The Conditions of Being Art: Pat Hearn Gallery & American Fine Arts, Co.

Copublished with CCS Bard in 2019
Edited with text by Jeannine Tang, Lia Gangitano, and Ann Butler. Text by Johanna Burton, Jill Casid, Lauren Cornell, Diedrich Diederichsen, Jennifer King, Mason Leaver-Yap, and Kobena Mercer
Design by xSITE
304 pages, 240 images, softcover with jacket, 7 x 9 inches
Distributed by D.A.P.
ISBN: 978-0-9986326-6-7

$39.95

The Conditions of Being Art is the first book to examine the activities of groundbreaking contemporary art galleries Pat Hearn Gallery and American Fine Arts, Co. (1983–2004) and the transnational milieu of artists, dealers, and critics that surrounded them. Drawing on the archives of dealers Pat Hearn and Colin de Land—both, independently, legendary players on the New York art scene of the 1980s and 1990s, and one of the great love stories of the art world—this publication illustrates their distinctive artistic practices, significant exhibitions and events, and daily business. Hearn and de Land’s gallery practices explored new experimental and ethical possibilities within the selling of art, testing the relationship of contemporary art to its markets.

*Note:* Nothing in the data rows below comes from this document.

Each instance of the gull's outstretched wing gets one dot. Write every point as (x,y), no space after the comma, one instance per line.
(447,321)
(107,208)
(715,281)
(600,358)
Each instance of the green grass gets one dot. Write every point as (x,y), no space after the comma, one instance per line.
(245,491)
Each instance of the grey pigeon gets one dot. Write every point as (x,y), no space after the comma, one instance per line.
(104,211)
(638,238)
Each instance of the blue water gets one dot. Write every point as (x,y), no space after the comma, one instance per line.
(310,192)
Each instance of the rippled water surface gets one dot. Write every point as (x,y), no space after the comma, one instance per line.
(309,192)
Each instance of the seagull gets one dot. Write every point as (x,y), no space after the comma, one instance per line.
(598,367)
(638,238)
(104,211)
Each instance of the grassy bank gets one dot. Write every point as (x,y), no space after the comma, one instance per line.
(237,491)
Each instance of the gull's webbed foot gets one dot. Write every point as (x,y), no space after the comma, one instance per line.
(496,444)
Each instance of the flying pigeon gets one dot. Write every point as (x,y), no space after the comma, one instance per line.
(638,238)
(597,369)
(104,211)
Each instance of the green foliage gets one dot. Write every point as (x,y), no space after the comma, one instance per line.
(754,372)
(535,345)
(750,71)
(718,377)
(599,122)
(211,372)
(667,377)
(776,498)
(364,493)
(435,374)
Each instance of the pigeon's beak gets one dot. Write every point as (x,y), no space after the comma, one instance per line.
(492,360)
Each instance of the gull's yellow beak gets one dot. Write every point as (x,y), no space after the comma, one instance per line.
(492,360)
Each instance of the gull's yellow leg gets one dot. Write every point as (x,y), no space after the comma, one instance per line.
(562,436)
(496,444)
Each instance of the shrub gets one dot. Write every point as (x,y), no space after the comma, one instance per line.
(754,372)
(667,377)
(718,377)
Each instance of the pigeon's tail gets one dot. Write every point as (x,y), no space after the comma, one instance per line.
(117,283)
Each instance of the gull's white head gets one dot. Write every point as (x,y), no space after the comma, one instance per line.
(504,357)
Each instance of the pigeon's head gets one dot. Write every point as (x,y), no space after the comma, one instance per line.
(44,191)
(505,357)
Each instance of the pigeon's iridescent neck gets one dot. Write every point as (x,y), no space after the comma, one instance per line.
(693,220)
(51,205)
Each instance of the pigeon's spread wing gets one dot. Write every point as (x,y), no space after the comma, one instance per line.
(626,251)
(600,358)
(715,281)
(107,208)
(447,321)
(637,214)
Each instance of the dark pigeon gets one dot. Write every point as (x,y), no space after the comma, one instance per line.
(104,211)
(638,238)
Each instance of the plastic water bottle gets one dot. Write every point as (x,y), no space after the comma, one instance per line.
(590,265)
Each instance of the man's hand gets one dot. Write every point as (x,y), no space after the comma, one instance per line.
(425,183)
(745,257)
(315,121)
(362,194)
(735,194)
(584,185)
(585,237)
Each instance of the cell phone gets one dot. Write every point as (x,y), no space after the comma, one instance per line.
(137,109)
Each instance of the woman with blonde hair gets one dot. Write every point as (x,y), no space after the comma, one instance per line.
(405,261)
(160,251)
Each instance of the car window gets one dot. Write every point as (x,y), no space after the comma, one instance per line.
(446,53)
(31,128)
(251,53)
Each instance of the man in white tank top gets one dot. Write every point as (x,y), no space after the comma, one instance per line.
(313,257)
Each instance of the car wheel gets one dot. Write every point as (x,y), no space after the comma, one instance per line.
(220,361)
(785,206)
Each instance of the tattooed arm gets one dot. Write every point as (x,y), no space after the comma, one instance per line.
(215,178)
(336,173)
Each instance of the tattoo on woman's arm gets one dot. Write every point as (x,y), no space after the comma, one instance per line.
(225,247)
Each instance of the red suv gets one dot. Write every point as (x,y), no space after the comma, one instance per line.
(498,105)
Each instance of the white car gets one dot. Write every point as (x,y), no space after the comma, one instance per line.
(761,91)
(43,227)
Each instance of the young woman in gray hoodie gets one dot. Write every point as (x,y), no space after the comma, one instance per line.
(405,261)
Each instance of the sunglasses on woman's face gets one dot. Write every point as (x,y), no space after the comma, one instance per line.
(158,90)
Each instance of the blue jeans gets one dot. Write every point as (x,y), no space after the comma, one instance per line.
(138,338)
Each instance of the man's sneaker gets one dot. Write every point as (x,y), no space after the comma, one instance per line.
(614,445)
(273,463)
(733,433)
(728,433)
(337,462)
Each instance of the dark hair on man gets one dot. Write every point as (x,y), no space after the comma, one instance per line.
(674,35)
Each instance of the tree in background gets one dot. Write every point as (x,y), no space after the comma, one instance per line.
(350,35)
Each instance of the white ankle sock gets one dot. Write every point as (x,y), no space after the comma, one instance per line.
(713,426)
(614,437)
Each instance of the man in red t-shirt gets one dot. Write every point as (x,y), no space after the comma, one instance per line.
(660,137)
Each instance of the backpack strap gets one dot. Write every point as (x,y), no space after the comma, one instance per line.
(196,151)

In this volume, full-color images, in-depth scholarly investigations, and detailed gallery histories vibrantly document how Hearn and de Land tested new notions of what an art gallery could be.

Praise and Press


[The Conditions of Being Art] tracks the careers of the charismatic and influential gallerists Pat Hearn and Colin de Land, an art-world power couple who transformed the New York gallery scene in the 1980s and ’90s before both succumbed to cancer. . . . The book’s ten essays thoughtfully consider these two distinct but linked careers, both marked by an uncommon engagement with artists: Exhibition cocurator Lia Gangitano writes movingly of Hearn’s “businesslike spirituality,” while Diedrich Diederichsen remarks on de Land’s “existential sincerity.” On the surface, the thematic coherence of their artist rosters is hard to parse. Hearn’s ran the gamut from now-lauded painters like George Condo and Mary Heilmann to provocateurs as divergent as photographer Mark Morrisroe and the unclassifiable Lutz Bacher; de Land’s included the seemingly unmarketable institutional critique of Andrea Fraser and Art Club 2000. The throughline is the couple’s hands-on dedication to building an artist-centric network within, and alongside, thriving commercial spaces.